After the U.S. Federal Reserve held rates unchanged as expected but hinted at the likelihood of additional hikes later this year, Indian equities increased on Thursday, helped by a rise in consumer and pharmaceutical firms.
Both standards were just 1% off their peak values. On Thursday, the smallcap shares increased by as much as 0.43% to achieve a new 52-week high, while the midcap index reached a new record high.
According to Saurabh Jain, assistant vice president for retail equities research at SMC Global Securities, “not just the benchmarks, but the smallcaps and midcaps have seen tremendous run-up in the recent weeks.” “A small correction would only be healthy,” according to the prediction that the markets will pause.
Five out of the 13 key sectoral indices fell, with the high-weighted IT index falling by more than 0.5%.
After the Fed kept rates constant for the first time in 17 months but indicated that borrowing costs would need to rise, IT stocks, which are sensitive to interest rates in the U.S. due to the major portion of revenue derived from the nation, declined.
Stocks of fast-moving consumer goods (FMCG) increased by 0.6%.

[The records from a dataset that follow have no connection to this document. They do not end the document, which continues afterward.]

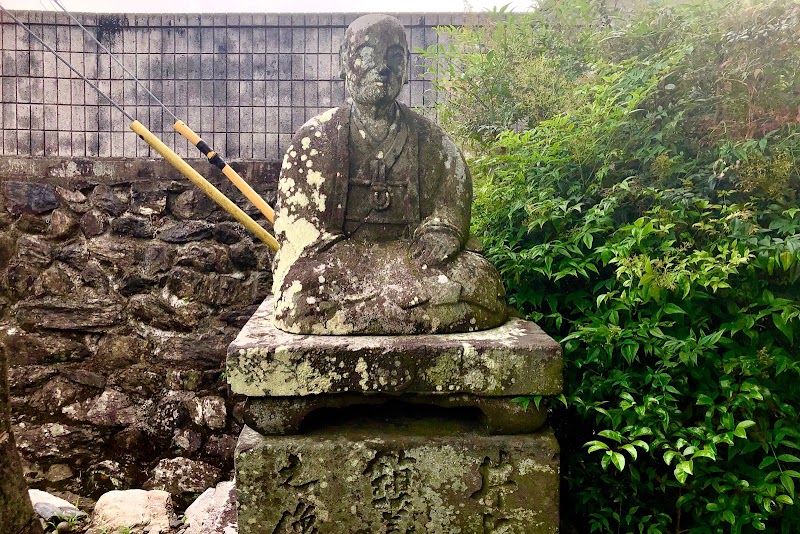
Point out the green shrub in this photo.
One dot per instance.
(650, 222)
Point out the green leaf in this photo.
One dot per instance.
(766, 462)
(781, 324)
(673, 309)
(788, 484)
(595, 446)
(705, 453)
(610, 434)
(618, 460)
(739, 431)
(631, 450)
(786, 259)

According to SMC Global’s Jain, the increase of FMCG stocks has been assisted by a gradual improvement in rural demand and a decline in the cost of important raw materials like crude oil and soda ash.
With advances from 11 of the 15 members, the pharma index increased by more than 1%.
Shares of Apollo Hospitals and Fortis Healthcare increased by almost 3% and 2%, respectively, among individual stocks, after global brokerage JP Morgan began coverage of the securities with a “overweight” rating.